Clydeholm
- Location: Clydebank, Scotland
- Coordinates: 55°53′34″N 4°23′17″W﻿ / ﻿55.8928°N 4.3880°W
- Surface: Grass
- Record attendance: 22,000

Construction
- Opened: 1914
- Closed: 1963

Tenant
- Clydebank F.C. (1914–1931)

= Clydeholm =

Venue in West Dunbartonshire, Scotland

Clydeholm was a football and greyhound racing stadium in Clydebank, Scotland. It was the home ground of the first Clydebank F.C. to play in the Scottish Football League.

==History==
Clydebank F.C. was founded in 1914, and acquired a ten-year lease on a site directly to the west of Yoker railway station. The new club was immediately elected into the Division Two of the Scottish Football League, and the first SFL match was played at Clydeholm on 16 August 1914, a 3–1 win over East Stirlingshire.

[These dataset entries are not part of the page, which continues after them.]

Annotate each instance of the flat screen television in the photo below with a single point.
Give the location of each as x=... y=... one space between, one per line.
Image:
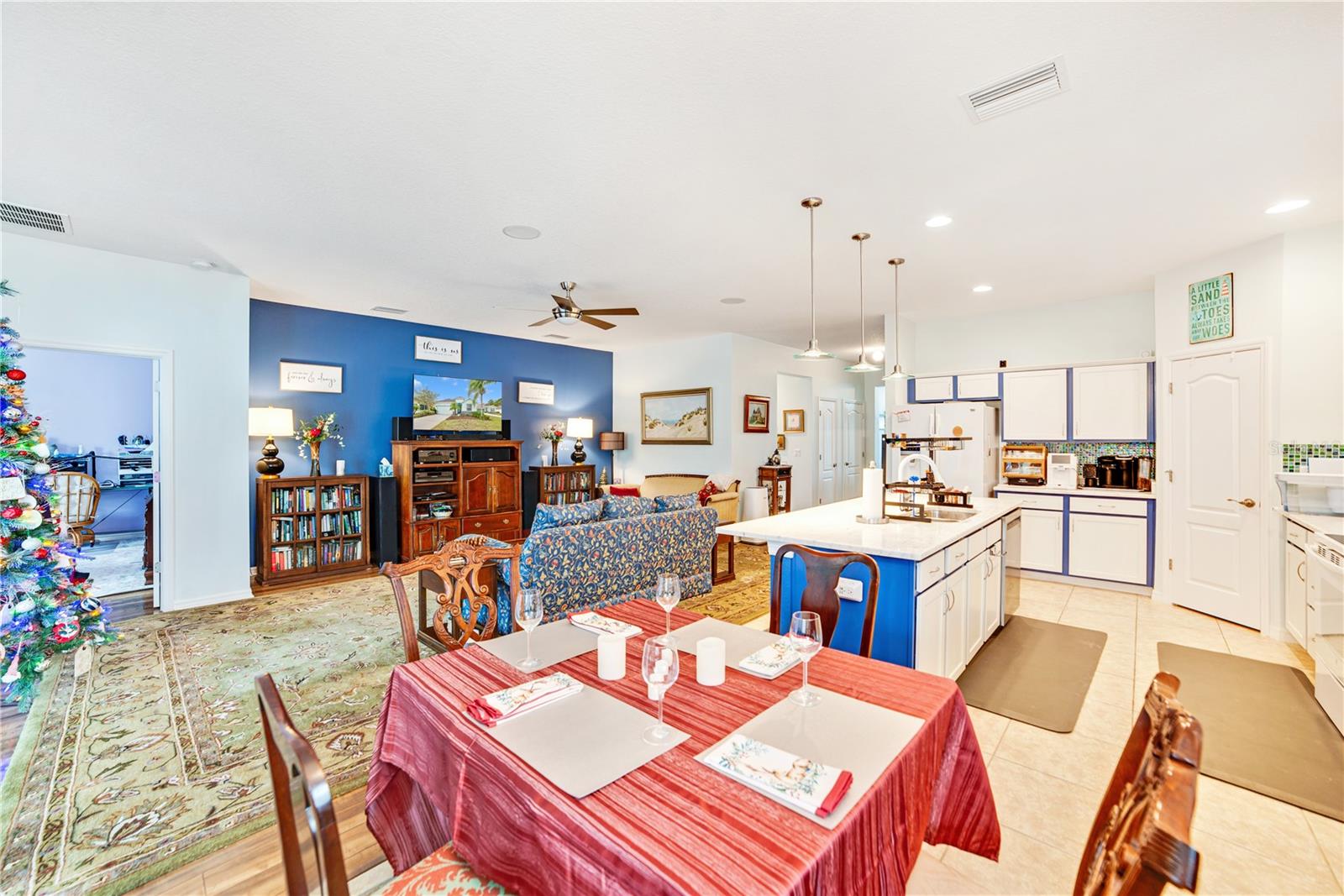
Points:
x=452 y=405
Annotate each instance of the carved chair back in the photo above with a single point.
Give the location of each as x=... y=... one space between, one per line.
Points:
x=1140 y=839
x=823 y=571
x=459 y=564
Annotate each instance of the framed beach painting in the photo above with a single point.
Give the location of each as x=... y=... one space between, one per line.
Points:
x=756 y=414
x=680 y=417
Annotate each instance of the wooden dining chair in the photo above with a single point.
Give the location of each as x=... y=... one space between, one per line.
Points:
x=823 y=571
x=1140 y=839
x=309 y=839
x=80 y=495
x=468 y=589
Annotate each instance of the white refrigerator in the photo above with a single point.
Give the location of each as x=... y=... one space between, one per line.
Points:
x=974 y=468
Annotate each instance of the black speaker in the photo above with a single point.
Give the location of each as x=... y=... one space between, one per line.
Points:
x=385 y=527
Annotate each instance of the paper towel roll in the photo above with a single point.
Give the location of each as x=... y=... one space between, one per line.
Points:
x=873 y=488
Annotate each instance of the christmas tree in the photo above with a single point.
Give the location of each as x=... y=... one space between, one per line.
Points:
x=45 y=606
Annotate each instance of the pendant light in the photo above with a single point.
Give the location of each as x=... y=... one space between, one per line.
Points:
x=862 y=365
x=813 y=351
x=897 y=374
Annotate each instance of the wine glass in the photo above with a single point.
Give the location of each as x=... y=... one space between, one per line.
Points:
x=528 y=611
x=669 y=594
x=660 y=668
x=806 y=640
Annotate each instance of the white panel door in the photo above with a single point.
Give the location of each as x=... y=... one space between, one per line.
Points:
x=1215 y=458
x=1042 y=540
x=851 y=448
x=1108 y=547
x=828 y=452
x=1110 y=402
x=1035 y=406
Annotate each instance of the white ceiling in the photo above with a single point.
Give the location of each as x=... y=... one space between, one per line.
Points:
x=356 y=155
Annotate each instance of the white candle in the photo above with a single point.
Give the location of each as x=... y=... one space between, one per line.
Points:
x=611 y=658
x=710 y=661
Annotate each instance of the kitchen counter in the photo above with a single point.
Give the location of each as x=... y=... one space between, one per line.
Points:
x=833 y=527
x=1081 y=492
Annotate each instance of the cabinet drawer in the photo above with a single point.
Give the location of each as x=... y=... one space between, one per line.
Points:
x=956 y=555
x=1115 y=506
x=929 y=571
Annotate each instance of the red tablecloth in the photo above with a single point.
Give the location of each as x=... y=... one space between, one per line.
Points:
x=672 y=825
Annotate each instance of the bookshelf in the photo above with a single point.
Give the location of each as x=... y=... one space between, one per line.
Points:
x=311 y=528
x=564 y=484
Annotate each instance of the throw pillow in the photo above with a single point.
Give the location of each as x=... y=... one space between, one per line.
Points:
x=550 y=516
x=675 y=503
x=627 y=506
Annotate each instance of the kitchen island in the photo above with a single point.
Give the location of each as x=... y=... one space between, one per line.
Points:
x=940 y=584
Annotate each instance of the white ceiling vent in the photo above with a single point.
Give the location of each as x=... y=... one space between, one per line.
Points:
x=1016 y=90
x=38 y=217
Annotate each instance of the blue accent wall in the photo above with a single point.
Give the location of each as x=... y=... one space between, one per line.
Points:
x=378 y=358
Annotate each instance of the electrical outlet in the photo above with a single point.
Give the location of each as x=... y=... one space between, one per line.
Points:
x=850 y=590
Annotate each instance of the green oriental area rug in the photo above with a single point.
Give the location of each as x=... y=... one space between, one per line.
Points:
x=155 y=755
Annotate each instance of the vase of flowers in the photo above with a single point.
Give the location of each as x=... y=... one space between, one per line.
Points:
x=553 y=432
x=312 y=434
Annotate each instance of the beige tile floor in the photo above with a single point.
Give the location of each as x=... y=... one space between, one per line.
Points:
x=1047 y=785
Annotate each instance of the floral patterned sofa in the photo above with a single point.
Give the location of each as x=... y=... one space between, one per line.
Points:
x=596 y=564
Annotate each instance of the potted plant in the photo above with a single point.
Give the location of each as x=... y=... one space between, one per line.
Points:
x=312 y=434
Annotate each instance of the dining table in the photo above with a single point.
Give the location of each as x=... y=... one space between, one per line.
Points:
x=674 y=825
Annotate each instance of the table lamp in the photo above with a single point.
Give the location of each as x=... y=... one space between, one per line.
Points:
x=580 y=429
x=270 y=422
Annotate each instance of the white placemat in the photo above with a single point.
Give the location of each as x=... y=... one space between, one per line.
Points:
x=857 y=736
x=582 y=743
x=551 y=642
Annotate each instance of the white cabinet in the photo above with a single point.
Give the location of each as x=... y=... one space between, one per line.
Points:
x=1108 y=547
x=1035 y=406
x=933 y=389
x=1294 y=591
x=1110 y=402
x=1042 y=535
x=978 y=385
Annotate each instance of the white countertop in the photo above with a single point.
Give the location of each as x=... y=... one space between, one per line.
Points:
x=1086 y=493
x=835 y=527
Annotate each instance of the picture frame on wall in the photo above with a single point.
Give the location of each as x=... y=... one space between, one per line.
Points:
x=756 y=414
x=678 y=417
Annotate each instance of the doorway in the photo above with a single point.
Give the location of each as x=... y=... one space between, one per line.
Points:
x=1215 y=474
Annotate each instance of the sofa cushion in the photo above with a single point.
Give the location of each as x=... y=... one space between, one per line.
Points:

The ground's record league attendance of 22,000 was set for a match against Rangers on 13 November 1920, with the away team winning 4–2. It was equalled for the home match against Rangers at the start of the following season, with Rangers winning 7–1, Clydebank's record home defeat at the ground.

In 1925 a new grandstand was erected on the south-western side of the pitch. A greyhound racing track was installed, with the first race taking place on 15 May 1930. Clydebank resigned from the SFL in July 1931 – their final SFL match at Clydeholm was a 5–1 defeat by Raith Rovers on 25 April 1931. Although the club folded in the same year, the ground continued to be used for greyhound racing. During World War II it was used to house a temporary mortuary, which was destroyed on the first night of the Clydebank Blitz in March 1941.

The final greyhound racing meeting took place on 28 November 1963. The stadium was subsequently demolished and the site used to build a shopping centre and housing, with one of the roads through it named Clydeholm Terrace.